Basically you know the tangents through $A$ and $B$ and you can easily determine their intersection $P$. Without loss of generality we can assume that $P=\vec{0}$. Then we just need to apply the a linear transformation $T$ that maps $\vec{PA}$ to $\vec{PA'}$ and $\vec{PB}$ to $\vec{PB'} $respectively. Then we are back in the "rectangular" case where we already have the means to draw the "squircle".

To map the basis $(\vec{PA},\vec{PB})$ to the cannonical basis we use the transformation matrix $U = (\vec{PA} \mid \vec{PB})$ and similarly to map the basis $(\vec{PA} \mid \vec{PB})$ to the cannonical basis we use the transformation matrix $V= (\vec{PA'} \mid \vec{PB'})$. So we could describe $T$ for the case $P=0$ as $T = UV^{-1}$ or for $P \neq 0 $ as $v \mapsto UV^{-1} (v-P) + P$.


EDIT: I'm gonna make some example calculations based on estimated values for the example above. In the following I omit the vector arrows and omit the transposed sign ()^t too for the sake of simplicity.

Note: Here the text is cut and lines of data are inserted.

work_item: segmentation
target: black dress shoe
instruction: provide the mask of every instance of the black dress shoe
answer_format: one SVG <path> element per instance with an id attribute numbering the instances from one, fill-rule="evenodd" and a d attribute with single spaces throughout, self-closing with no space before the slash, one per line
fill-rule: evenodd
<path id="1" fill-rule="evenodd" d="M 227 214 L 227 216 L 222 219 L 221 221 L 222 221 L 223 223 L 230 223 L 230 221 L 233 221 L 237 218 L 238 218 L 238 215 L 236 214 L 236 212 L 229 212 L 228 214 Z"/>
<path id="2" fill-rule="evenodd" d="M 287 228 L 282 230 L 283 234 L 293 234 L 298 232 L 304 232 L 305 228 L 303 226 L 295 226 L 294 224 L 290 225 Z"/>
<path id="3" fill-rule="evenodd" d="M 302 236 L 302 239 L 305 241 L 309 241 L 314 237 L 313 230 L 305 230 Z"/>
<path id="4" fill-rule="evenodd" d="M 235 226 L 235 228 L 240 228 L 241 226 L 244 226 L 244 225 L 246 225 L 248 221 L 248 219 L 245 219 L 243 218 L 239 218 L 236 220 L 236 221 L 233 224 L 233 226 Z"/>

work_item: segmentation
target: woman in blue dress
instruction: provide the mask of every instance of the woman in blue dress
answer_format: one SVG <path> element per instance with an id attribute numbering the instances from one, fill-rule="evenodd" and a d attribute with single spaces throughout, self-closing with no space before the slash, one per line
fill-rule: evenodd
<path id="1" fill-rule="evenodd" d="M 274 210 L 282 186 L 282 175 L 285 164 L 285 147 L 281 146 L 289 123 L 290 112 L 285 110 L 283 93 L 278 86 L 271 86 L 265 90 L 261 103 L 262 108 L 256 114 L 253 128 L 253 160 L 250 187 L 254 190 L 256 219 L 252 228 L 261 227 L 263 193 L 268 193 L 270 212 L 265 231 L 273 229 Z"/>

$P = 0$, $A = (1,1.5), PB = (-1,2)$. I assume that $A' = \Vert PA \Vert e_1 ,B' = \Vert PB \Vert e_2 $ i.e. $PA' = (1.80,0)$ and $PB' = (0,2.23)$, and so

$U = (PA \mid PB) = \begin{pmatrix} 1 & -1 \\ 1.5 & 2 \end{pmatrix}, V = (PA' \mid PB') = \begin{pmatrix} 1.80 & 0 \\ 0 & 2.23 \end{pmatrix}$

Then $T = UV^{-1} = \begin{pmatrix} 0.55 & -0.44 \\ 0.83 & 0.98\end{pmatrix}$

So in this case we transform the coordinate system with $T$

$$ \begin{pmatrix} r \\ s \end{pmatrix} = T^{-1} \begin{pmatrix} x \\ y \end{pmatrix} = \begin{pmatrix} 1.2019x + 0.4006y \\ -1.0541x+0.7027y \end{pmatrix} $$

Then the squircle in the image above is given by the equation $(r-a)^4+(s-b)^4 = r^4$ for some $a,b$ and $r$.